It’s hard to believe we’re heading into the last month of our 6 month Round the World trip.
The last two months have differed in that we haven’t had to cook or go grocery shopping (except for fruit). We’ve been staying in hotels or rooms in a home stay where we don’t have a kitchen. It major cities like Bangkok, Delhi and Mumbai, it’s just as cheap to eat out. While eating at a hotel is more expensive than street food, it still is a lot cheaper than eating out in Canada or the US.
Anthony and I have had a chance to try much more local food because we haven’t had to cook. I’ve also eaten many more vegetables, as the Elephant Nature Park and many places in Rajasthan only served vegetarian (though the girls still managed to avoid eating most vegetables).
Similarly, we haven’t had to do laundry as it is common to send laundry out. Few people have a washing machine and no one has a dryer (who needs one when you have the sun). Hand washing clothes is common, especially in India. In Thailand, we could find places that charged by weight, but in India they charge by item. It is still relatively cheap though and frees up a lot of time to do other things.
Also, because we’ve been staying in hotels or home stays, we’ve had to share a single room as often as not. In Kerala, we had two rooms in all our home stays, but then it was back to a single room in Goa.
We’ve encountered electricity cuts again, which are a part of daily life in Kerala and Goa. We’ve also had to get used to carrying cash around again as India is still largely a cash based society.
The pace of travel has increased as well. Even though we are in each country longer, we rarely stay in one place more than 2-3 nights. The girls don’t seem to mind too much, they just go with the flow. Sometimes they have to do homework in a car, train or plane, and other times they get to watch movies.
We been on two overnight trains in India and it’s worked out okay, even though, on the last train, two of us were in a compartment and two in the aisle bunks. Unlike African trains, Indian trains don’t have an attendant to make your bed, nor do they have a restaurant car (you have a choice of a veg or non-veg meal which will be delivered to you). On the other hand, they had A/C cars and ran on schedule for the most part.
Besides Anthony getting sick in Thailand and Hannah continuing to pick at what were once bug bites, we’ve all remained healthy.

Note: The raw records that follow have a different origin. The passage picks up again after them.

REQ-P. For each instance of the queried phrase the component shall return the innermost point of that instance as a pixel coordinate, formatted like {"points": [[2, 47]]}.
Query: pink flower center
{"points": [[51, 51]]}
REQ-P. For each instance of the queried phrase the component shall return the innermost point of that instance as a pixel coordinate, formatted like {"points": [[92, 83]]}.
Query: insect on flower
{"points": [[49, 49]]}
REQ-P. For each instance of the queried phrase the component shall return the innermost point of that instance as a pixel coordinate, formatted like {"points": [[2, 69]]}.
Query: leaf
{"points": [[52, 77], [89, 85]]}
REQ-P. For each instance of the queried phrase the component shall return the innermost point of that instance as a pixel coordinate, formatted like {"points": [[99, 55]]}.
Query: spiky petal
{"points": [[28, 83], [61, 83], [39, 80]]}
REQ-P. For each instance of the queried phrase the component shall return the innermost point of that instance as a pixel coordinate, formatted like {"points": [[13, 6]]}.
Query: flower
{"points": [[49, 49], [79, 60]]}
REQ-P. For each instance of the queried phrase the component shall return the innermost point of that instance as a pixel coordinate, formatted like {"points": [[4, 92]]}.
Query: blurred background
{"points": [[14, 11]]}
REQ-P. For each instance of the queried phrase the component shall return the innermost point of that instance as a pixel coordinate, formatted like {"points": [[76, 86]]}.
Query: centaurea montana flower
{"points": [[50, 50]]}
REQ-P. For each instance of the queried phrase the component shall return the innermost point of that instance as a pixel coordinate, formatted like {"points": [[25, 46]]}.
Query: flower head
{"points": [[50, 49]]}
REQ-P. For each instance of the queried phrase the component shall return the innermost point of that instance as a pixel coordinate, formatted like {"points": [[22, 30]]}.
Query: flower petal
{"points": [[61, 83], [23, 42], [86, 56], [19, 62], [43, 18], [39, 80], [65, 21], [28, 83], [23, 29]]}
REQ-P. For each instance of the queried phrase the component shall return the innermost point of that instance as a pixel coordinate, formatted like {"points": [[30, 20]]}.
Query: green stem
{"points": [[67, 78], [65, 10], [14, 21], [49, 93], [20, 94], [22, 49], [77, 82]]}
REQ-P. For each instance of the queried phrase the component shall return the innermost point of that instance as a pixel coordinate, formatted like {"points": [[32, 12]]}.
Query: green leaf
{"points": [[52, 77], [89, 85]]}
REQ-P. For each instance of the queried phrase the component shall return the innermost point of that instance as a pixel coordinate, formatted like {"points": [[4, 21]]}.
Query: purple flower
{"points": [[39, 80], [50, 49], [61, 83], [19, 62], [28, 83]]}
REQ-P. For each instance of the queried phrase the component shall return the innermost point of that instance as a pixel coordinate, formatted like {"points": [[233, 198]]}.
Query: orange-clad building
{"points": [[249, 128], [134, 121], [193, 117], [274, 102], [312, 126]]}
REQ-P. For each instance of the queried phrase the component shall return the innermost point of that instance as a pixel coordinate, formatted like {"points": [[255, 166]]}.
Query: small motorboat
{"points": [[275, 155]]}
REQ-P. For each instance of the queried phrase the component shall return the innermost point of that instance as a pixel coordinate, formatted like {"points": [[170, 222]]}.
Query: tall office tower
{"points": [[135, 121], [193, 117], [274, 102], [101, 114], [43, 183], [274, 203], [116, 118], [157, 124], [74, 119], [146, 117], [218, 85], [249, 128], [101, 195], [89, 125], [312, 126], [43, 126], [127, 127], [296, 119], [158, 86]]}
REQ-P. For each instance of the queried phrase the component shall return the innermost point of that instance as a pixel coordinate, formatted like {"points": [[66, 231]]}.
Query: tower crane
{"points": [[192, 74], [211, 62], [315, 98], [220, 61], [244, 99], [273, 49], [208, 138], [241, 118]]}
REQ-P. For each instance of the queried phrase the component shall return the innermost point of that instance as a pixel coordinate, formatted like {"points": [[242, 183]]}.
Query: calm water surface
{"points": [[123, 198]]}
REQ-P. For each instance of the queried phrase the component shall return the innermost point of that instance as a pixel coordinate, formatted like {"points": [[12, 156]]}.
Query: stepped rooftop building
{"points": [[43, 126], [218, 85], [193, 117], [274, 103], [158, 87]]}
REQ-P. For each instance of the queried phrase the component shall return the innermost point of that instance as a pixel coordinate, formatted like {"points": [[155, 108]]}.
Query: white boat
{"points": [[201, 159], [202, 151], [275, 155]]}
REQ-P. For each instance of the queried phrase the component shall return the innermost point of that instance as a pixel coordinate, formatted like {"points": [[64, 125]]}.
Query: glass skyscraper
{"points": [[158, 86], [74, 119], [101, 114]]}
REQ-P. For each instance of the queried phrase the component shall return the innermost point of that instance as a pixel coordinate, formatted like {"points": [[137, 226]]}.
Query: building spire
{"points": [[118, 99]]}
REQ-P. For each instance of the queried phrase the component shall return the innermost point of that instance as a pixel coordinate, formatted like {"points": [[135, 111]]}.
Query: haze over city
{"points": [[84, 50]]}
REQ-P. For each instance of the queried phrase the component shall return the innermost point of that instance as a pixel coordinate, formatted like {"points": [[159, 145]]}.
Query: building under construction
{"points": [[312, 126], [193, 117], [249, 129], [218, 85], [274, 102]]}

We also still have all of our luggage with us, with only a few lost/left behind items such as another water bottle, one of Hannah’s nightgowns and my sunglasses which I lost to a wave in the Arabian Sea yesterday. Anthony’s wallet fell out in the car we took to Kumily, however; the driver arranged to get it to him in Alappuzha, much to Anthony’s relief.
While the girls are keen to return to California, they have still enjoyed themselves these past two months, especially Dolphin Bay Resort and the Elephant Nature Park in Thailand.
Our minds our now turning towards our return to California. Anthony has been in contact with his work and I’m trying to figure out what to do with the girls. We’ll also have to arrange for the cats to fly back…that is if Grandma and Uncle Paul haven’t grown too attached to them!
That said, we’re all looking forward to our last stop: Italy, even though it will be 30 degrees colder than Goa! Hannah and Amy are especially looking forward to all the pasta and gelato they’ll get to have there! Anthony the history, wine and coffee, and I’m looking forward to seeing what it’s like to live in Italian apartments.
We’re soaking up the sun, sand and surf until then!